Varrebbe certamente la pena di ricostruire più attentamente di quanto non si sia ancora fatto, il dibattito in Assemblea Costituente e i contributi di Einaudi, che peraltro abbracciarono campi importanti di interesse generale al di là dei “rapporti economici” (titolo III della prima parte della Carta) e del pur cruciale articolo 81. Interessante, e suggestiva, è l’interpretazione che in Cinquant’anni di vita italiana ci ha lasciato Guido Carli: secondo il quale «la parte economica della Costituzione risultò sbilanciata a favore delle due culture dominanti, cattolica e marxista», ma nello stesso tempo, tra il 1946 e il 1947, «De Gasperi ed Einaudi avevano costruito in pochi mesi una sorta di “Costituzione economica” che avevano posto però al sicuro, al di fuori della discussione in sede di Assemblea Costituente». Si trattò di una strategia «nata e gestita tra la Banca d’Italia e il governo», mirata alla stabilizzazione, ancorata a una visione di “Stato minimo”, e aperta alle regole e alle istituzioni monetarie internazionali.

In effetti, benché, per usare le espressioni di Carli, quel che accomunava in Assemblea Costituente la concezione cattolica e la concezione marxista fosse «il disconoscimento del mercato», l’azione di governo fu già nei primi anni della Repubblica segnata da scelte di demolizione dell’autarchia, di liberalizzazione degli scambi e infine di collocazione dell’Italia nel processo di integrazione europea.

E con i Trattati di Roma del 1957 e la nascita del Mercato Comune, furono riconosciuti e assunti dall’Italia i fondamenti dell’economia di mercato, i principi della libera circolazione (merci, persone, servizi e capitali), le regole della concorrenza; quelle che ancor oggi vengono denunciate come omissioni o come chiusure schematiche proprie della trattazione dei “Rapporti economici” nella Costituzione repubblicana, vennero superate nel crogiuolo della costruzione comunitaria e del diritto comunitario.
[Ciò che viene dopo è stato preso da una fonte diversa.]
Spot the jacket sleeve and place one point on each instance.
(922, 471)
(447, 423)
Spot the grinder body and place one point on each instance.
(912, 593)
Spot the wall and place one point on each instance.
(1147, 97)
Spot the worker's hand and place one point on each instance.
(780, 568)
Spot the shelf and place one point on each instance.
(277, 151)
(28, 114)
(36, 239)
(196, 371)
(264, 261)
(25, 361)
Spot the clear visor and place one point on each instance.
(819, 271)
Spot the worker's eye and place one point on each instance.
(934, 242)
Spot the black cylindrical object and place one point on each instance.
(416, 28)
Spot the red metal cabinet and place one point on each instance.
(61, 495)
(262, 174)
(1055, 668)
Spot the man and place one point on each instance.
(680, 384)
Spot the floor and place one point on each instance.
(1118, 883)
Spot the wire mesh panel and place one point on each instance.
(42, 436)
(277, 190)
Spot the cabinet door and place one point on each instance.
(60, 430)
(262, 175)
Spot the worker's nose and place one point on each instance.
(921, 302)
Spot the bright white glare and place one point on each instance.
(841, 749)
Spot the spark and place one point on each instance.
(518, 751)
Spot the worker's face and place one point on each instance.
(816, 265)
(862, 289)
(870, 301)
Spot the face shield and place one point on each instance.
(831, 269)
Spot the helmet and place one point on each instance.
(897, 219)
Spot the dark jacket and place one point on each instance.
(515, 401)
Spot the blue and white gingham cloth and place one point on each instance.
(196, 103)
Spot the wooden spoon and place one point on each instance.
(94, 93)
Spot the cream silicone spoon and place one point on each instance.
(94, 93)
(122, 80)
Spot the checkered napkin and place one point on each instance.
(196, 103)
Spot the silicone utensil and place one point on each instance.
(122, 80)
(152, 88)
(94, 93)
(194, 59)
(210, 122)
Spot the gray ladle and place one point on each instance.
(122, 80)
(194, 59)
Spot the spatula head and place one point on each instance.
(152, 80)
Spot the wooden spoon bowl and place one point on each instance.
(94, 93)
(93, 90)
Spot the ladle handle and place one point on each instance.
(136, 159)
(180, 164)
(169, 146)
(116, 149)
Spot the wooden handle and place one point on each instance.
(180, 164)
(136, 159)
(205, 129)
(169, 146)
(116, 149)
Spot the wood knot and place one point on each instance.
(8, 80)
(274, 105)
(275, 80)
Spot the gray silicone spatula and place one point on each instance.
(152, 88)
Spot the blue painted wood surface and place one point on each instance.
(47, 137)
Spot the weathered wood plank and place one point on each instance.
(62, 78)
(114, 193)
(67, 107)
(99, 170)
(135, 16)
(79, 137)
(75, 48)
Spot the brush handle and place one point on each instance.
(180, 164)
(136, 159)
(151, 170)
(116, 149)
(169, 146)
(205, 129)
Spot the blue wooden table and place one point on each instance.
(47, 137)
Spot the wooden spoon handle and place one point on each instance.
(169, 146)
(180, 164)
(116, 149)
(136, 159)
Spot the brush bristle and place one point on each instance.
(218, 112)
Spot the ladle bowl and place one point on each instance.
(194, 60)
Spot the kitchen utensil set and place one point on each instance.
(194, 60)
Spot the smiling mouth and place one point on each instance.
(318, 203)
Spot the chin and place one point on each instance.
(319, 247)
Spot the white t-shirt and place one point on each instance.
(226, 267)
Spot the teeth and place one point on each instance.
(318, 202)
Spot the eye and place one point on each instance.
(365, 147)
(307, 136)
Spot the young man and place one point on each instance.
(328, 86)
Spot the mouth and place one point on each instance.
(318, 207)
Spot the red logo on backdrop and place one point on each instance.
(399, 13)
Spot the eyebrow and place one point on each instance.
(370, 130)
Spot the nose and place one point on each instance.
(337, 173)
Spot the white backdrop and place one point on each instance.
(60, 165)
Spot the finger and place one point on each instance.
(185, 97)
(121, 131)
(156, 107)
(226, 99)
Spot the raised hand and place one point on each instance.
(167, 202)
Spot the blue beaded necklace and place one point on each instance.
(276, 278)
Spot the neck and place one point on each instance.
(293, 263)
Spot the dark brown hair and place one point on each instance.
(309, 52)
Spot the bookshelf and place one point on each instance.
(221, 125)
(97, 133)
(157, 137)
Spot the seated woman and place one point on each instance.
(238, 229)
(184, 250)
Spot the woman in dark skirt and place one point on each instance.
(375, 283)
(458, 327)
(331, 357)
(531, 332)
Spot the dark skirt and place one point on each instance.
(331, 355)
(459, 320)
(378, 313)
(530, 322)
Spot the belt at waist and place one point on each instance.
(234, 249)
Nell’accoglimento e nello sviluppo di quella costruzione, si riconobbe via via anche la sinistra, prima quella socialista e poi quella comunista.

La distanza maggiore che tuttavia rimase tra le posizioni liberali, e specificamente einaudiane, da una parte, e quelle della sinistra di derivazione marxista (e anche quelle prevalenti nella pratica di governo della Democrazia Cristiana), dall’altra parte, è quella relativa al ruolo e ai limiti dell’intervento dello Stato nell’economia. Nella discussione in Assemblea sul testo che sarebbe diventato l’articolo 41 della Costituzione, Einaudi prese le distanze con pungente ironia dall’evocazione di “piani” e “programmi” e dal ricorso a espressioni di dubbio significato come “l’utilità sociale”; fu nello stesso tempo eloquente e fermissimo nel sollevare il problema dei monopoli, della necessità di scongiurarne la formazione e, comunque, di sottoporli a controlli. Ma al di là di quel dibattito in Assemblea Costituente, e più in generale, egli indicò come propria dei “liberisti” non solo una linea antiprotezionistica, ma la netta convinzione (si veda in proposito l’analisi di Paolo Silvestri, nel capitolo che il suo libro su Einaudi dedica a Liberalismo e liberismo) che lo Stato dovesse fare «passi assai prudenti nella via dell’intervenire nelle faccende economiche», anche paventando che tali interventi generassero corruzione nella società. Fino ad affermare: «il liberismo non è una dottrina economica, ma una tesi morale».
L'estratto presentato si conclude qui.